9700 | MS Office <= 2003 $0/$1, MD5 + RC4 | Documents 9710 | MS Office <= 2003 $0/$1, MD5 + RC4, collider #1 | Documents 9720 | MS Office <= 2003 $0/$1, MD5 + RC4, collider #2 | Documents 9800 | MS Office <= 2003 $3/$4, SHA1 + RC4 | Documents 9810 | MS Office <= 2003 $3, SHA1 + RC4, collider #1 | Documents 9820 | MS Office <= 2003 $3, SHA1 + RC4, collider #2 | Documents 9400 | MS Office 2007 | Documents 9500 | MS Office 2010 | Documents 9600 | MS Office 2013 | Documents
Now we can set the rest of our options using the following command.
hashcat -a 0 -m 9400 --username -o cracked_pass.txt hash.txt /usr/share/wordlists/nmap.lst
- The -a flag sets the attack type as the default straight mode of 0.
- The -m flag specifies the mode we want to use, which we just found.
- The --username option ignores any usernames in the hash file.
- We can specify the output file as cracked.txt with the -o flag.
- And finally, we can pass in hash.txt which contains the hash, and set a word list just like we did earlier.
Hashcat will then begin cracking.
hashcat (v5.1.0) starting... * Device #2: Not a native Intel OpenCL runtime.

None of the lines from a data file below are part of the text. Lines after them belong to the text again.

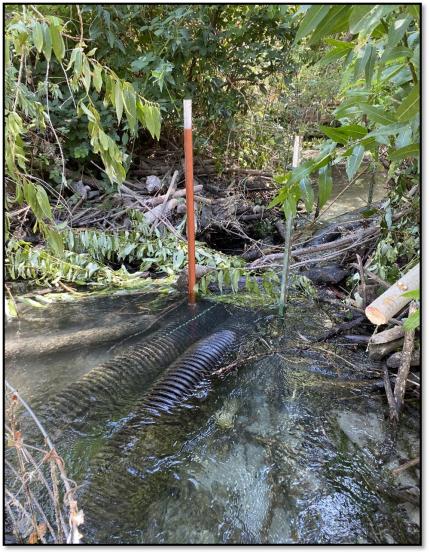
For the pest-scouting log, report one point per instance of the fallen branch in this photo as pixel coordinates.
(392, 300)
(346, 326)
(406, 465)
(394, 416)
(395, 359)
(402, 374)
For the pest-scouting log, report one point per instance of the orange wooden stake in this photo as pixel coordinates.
(189, 186)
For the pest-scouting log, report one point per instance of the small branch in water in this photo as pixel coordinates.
(406, 465)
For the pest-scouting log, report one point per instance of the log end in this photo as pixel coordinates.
(375, 316)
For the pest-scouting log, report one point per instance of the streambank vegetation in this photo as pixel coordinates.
(95, 197)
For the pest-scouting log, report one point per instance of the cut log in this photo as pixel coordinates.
(382, 344)
(391, 301)
(388, 335)
(346, 326)
(402, 374)
(395, 359)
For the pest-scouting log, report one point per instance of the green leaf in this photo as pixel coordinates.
(118, 101)
(152, 120)
(358, 17)
(354, 161)
(38, 36)
(370, 65)
(365, 17)
(413, 294)
(129, 97)
(97, 77)
(410, 105)
(413, 321)
(313, 16)
(362, 62)
(344, 133)
(377, 114)
(397, 31)
(307, 193)
(55, 241)
(47, 42)
(396, 53)
(334, 55)
(104, 139)
(409, 151)
(86, 73)
(388, 130)
(335, 21)
(414, 10)
(57, 42)
(325, 185)
(43, 201)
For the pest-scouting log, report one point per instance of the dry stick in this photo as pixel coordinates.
(392, 300)
(170, 190)
(402, 374)
(40, 475)
(406, 465)
(74, 534)
(288, 232)
(389, 392)
(362, 279)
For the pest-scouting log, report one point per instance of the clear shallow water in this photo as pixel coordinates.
(278, 451)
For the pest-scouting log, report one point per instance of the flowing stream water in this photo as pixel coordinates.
(290, 446)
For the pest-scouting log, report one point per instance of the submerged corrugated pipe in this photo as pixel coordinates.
(107, 384)
(111, 486)
(185, 375)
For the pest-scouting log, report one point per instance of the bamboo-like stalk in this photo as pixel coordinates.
(75, 516)
(288, 232)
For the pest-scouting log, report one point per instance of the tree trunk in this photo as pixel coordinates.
(391, 301)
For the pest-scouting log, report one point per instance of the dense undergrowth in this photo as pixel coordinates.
(89, 88)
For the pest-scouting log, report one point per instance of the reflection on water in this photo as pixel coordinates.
(356, 195)
(276, 452)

Expect massive speed loss. You can use --force to override, but do not report related errors. OpenCL Platform #1: Intel(R) Corporation ======================================== * Device #1: Intel(R) Core(TM) i5 CPU M 480 @ 2.67GHz, 934/3736 MB allocatable, 4MCU ...
After some time has passed, the status will show as cracked, and we are ready to view the password.
Session..........: hashcat Status...........: Cracked Hash.Type........: MS Office 2007 Hash.Target......: $office$*2007*20*128*16*a7c7a4eadc2d90fb22c073c6324...2b6870 Time.Started.....: Tue Feb 5 15:08:00 2019 (4 secs) Time.Estimated...: Tue Feb 5 15:08:04 2019 (0 secs) Guess.Base.......: File (/usr/share/wordlists/nmap.lst) Guess.Queue......: 1/1 (100.00%) Speed.#1.........: 610 H/s (8.51ms) @ Accel:512 Loops:128 Thr:1 Vec:4 Recovered........: 1/1 (100.00%) Digests, 1/1 (100.00%) Salts Progress.........: 2048/5084 (40.28%) Rejected.........: 0/2048 (0.00%) Restore.Point....: 0/5084 (0.00%) Restore.Sub.#1...: Salt:0 Amplifier:0-1 Iteration:49920-50000 Candidates.#1....: #!comment: ***********************IMPORTANT NMAP LICENSE TERMS************************ -> Princess Started: Tue Feb 5 15:07:50 2019 Stopped: Tue Feb 5 15:08:05 2019
Simply cat out the specified output file, and it will show the hash with the plaintext password tacked on the end.
Success! Now we know two methods of cracking the hash after extracting it from a password-protected Microsoft Office file with office2john.
When it comes to password cracking of any kind, the best defense technique is to use password best practices. This means using unique passwords that are long and not easily guessable. It helps to utilize a combination of upper and lowercase letters, numbers, and symbols, although recent research has shown that simply using long phrases with high entropy is superior. Even better are long, randomly generated passwords which makes cracking them nearly impossible.
In regards to this specific attack, using Microsoft Office 2016 or 2019 documents or newer may not be effective, since office2john is designed to work on earlier versions of Office. However, as you can see above, Office 2016 may very well spit out a 2013 document without the user even knowing, so it doesn't mean a "new" file can't be cracked. Plus, there are still plenty of older Microsoft Office documents floating around out there, and some organizations continue to use these older versions, making this attack still very feasible today.
Today, we learned that password-protected Microsoft Office files are not quite as secure as one would be led to believe. We used a tool called office2john to extract the hash of a DOCX file, and then cracked that hash using John the Ripper and Hashcat. These types of files are still commonly used today, so if you come across one that has a password on it, rest easy knowing that there is a way to crack it.